Home Analytics Top 5 Interview Questions on Multi-modal Transformers –

Top 5 Interview Questions on Multi-modal Transformers –

by datatabloid_difmmk

This article data science blogthon.

multimodal transformer

Source: www.totaljobs.com

prologue

Until recently, it was common to develop new and improved transducers specifically for a single modality. However, there was an urgent need to develop a multimodal transformer model to tackle the real task.

A multimodal transformer model is a type of model that employs the process of learning representations from different modalities using a single model. Input modalities for machine learning include pictures, text, voice, etc. Multimodal learning models combinations of different modalities of data that commonly occur in real-world applications.

Given the types of real-world tasks often faced in corporations, start-ups, operating companies, and academia, and the demand, current trends, and potential for multimodal transformer models to tackle such tasks, thorough understanding of multimodal transformer models to secure their position in the industry.

In this article, we have compiled a list of five important questions about various multimodal transformer models. You can also use these questions as a guide to familiarize yourself with the topic and craft effective answers to help you succeed in your next interview.

Interview questions about multimodal transformers

Below are some of the questions with detailed answers.

Question 1: Describe the architecture of the CLIP model.

answer: CLIP (Contrasive Language Pre-training) models are neural networks that combine text and vision.
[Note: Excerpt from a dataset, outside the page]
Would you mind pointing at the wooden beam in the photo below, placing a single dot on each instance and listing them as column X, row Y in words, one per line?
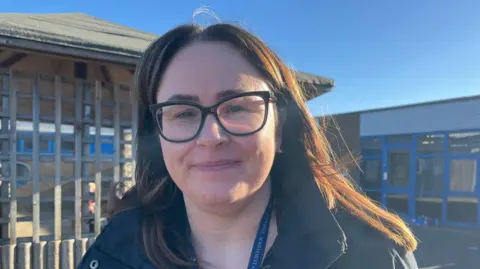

Learn visual concepts with the help of natural language supervision.

A dataset of 400 million image/caption pairs was created and contrast learning was employed to pre-train the CLIP model.

multimodal transformer

Figure 1: Overview of the CLIP model approach

Source: Archive

CLIP = image encoder + text encoder

Image Encoder and Text Encoder —-> create image and caption embeds respectively.

Given a batch of N (image, caption) pairs, CLIP is trained to predict which (image, caption) pairs match. To achieve this, CLIP jointly trains an image encoder and a text encoder to maximize the cosine similarity of the correct pair of image and caption/text embeddings in a batch, while at the same time increasing the cosine similarity of the embeddings to Learn the multimodal embedding space by minimizing. Incorrect pairing (remaining pair). Symmetric cross-entropy loss is optimized with these similarity scores.

Possible classes are built into the text encoder and use pre-trained models for classification. Then all class embeddings are compared with the image embeddings we want to classify and the class with the highest similarity is selected.

CLIP’s zero-shot image classification performance is comparable to fully supervised pre-trained vision models and is more flexible for new classes.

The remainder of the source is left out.